Book Read Free

Rising Dark (The Darkling Trilogy, Book 2)

Page 27

by A. D. Koboah


  As he was leaving, I did something I had never done before and spoke into his mind.

  You should have told me.

  He inhaled sharply and came to a stop by the door, his mind awhirl with thoughts. Questions, mainly. But he knew exactly what I was talking about. What surprised me was that he faced me again, his gaze calm and only mildly apologetic.

  “Is you able to protect us? Against her?”

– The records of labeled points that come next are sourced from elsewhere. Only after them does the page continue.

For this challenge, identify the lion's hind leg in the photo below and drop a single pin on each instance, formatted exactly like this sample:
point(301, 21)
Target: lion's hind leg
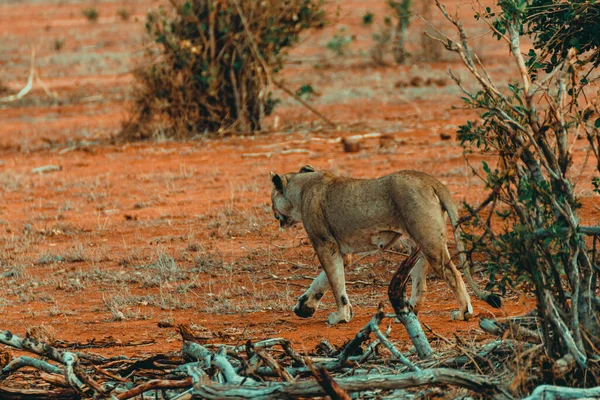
point(419, 284)
point(445, 268)
point(309, 301)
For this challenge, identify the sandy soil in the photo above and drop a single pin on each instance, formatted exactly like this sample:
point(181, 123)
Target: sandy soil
point(123, 238)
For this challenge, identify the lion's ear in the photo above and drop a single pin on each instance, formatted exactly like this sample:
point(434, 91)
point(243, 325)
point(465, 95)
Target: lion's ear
point(307, 168)
point(277, 181)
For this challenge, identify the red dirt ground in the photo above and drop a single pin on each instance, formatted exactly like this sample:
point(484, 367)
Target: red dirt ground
point(125, 236)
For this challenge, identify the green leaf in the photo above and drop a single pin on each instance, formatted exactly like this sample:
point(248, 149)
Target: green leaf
point(486, 167)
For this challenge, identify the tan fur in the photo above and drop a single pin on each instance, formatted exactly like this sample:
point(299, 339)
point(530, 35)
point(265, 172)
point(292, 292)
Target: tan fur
point(344, 216)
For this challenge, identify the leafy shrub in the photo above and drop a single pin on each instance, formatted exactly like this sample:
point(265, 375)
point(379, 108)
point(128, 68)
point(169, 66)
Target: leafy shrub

  I was silent and would have been enraged at what his words signified about their perceptions of my weakness, if I couldn’t see his thoughts and the simple reasoning behind the words. When he first came to us for help, he had known I would not harm them, but he had never put much faith in Luna.

  “I ain’t gonna lie to you, Mr Avery. I’s happy she be killing them mens. I’s happy she be able to do what I’s wanting to do my whole life but too afraid to do. Why shouldn’t one of us be able to get even for once?” He was quiet for a few seconds. “You think that makes me evil?”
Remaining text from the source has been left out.